While there may be a variety of technical measures and procedures to secure information systems, the “weak point” remains the human being because he or she generally uses the technology “without understanding it,” says the report.
“The questions that remain are: how to link security to the adoption of new technologies, how to incite users to be more secure in the use of technology.”
In the past, computer systems could be used only within the walls of an organization. In the Internet era of portable devices, employees can conduct business anywhere and have the ability to move data from one tool to another, or even into the remote servers of “cloud computing.”
All this means people bent on infiltrating a network “no longer require direct access” to a targeted system, says CSIS. They can gain remote access using a variety of tools and techniques to manipulate the system, create back doors, and steal, erase or alter information.
“Furthermore, efforts will be made to compromise and exploit the capabilities of handheld devices such as smartphones and tablets, as more and more individuals adopt them for business and personal use.”

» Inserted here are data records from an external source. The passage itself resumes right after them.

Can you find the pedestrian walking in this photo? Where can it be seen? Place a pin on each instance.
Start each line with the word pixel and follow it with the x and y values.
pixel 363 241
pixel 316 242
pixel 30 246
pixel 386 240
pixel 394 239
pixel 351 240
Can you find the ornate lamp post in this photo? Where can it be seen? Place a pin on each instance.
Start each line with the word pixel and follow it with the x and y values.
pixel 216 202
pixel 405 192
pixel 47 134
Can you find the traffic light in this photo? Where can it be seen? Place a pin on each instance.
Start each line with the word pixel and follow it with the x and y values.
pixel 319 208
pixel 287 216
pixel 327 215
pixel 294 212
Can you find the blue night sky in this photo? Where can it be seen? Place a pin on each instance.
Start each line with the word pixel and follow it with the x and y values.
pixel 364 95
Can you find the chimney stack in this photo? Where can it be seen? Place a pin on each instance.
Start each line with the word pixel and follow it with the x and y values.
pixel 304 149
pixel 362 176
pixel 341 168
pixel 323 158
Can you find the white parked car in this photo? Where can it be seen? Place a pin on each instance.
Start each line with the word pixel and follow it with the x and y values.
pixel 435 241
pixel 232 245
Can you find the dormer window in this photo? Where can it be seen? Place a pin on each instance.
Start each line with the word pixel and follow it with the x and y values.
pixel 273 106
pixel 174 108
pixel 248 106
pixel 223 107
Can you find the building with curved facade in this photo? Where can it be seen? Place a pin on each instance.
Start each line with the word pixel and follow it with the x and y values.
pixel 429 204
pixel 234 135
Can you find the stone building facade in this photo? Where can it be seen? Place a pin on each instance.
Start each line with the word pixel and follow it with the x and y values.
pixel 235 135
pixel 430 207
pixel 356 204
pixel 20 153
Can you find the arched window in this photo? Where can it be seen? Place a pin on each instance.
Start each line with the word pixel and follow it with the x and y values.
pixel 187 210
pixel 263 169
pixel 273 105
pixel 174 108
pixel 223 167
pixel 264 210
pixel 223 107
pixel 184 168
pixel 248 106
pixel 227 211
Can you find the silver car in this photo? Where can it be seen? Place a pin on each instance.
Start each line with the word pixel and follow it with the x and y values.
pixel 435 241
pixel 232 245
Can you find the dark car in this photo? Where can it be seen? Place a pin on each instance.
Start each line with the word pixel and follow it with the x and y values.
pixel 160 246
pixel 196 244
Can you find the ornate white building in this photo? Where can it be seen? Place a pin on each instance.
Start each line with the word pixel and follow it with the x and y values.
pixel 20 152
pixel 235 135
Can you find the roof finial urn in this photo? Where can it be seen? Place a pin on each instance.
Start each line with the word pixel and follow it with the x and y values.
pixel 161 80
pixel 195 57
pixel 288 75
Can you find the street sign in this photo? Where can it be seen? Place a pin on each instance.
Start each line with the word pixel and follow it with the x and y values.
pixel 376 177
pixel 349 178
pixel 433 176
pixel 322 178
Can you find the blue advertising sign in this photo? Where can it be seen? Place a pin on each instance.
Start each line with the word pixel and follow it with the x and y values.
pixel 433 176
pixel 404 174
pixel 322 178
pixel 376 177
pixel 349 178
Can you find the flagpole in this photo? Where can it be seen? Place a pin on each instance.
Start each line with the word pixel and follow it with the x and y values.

The report cites a project that illustrated how an unmanned aerial vehicle, or drone, could be loaded with hardware and software that would allow the small aircraft to fly over and compromise wireless networks.
It also points to the groundbreaking Stuxnet worm, designed to spy on industrial systems. Some suggest it was created by U.S. and Israeli intelligence to spy on Iranian nuclear operations.
Attacks that crippled computer systems at the federal Finance Department and Treasury Board two years ago have been linked in media reports to efforts — possibly originating in China — to gather data on the potential takeover of a Canadian potash company.
Some enterprises may not detect such intrusions, or be reluctant to report them to authorities for fear of losing confidence of users and partners, says the CSIS report.
Canada's cyber security strategy, released in October 2010, focuses on securing federal systems, helping shore up other key networks, and assisting Canadians with online security.
Even so, a recent report by the Macdonald-Laurier Institute for Public Policy said a lack of information sharing and no comprehensive national strategy leaves Canadians exposed to the ill effects of natural and man-made disasters, including a cyber attack.
At the same time, civil libertarians and privacy advocates are wary of federal efforts to give CSIS and police more powers to conduct online surveillance. Many have loudly protested the recent introduction of Conservative legislation that would make it easier for authorities to find out more about Internet users.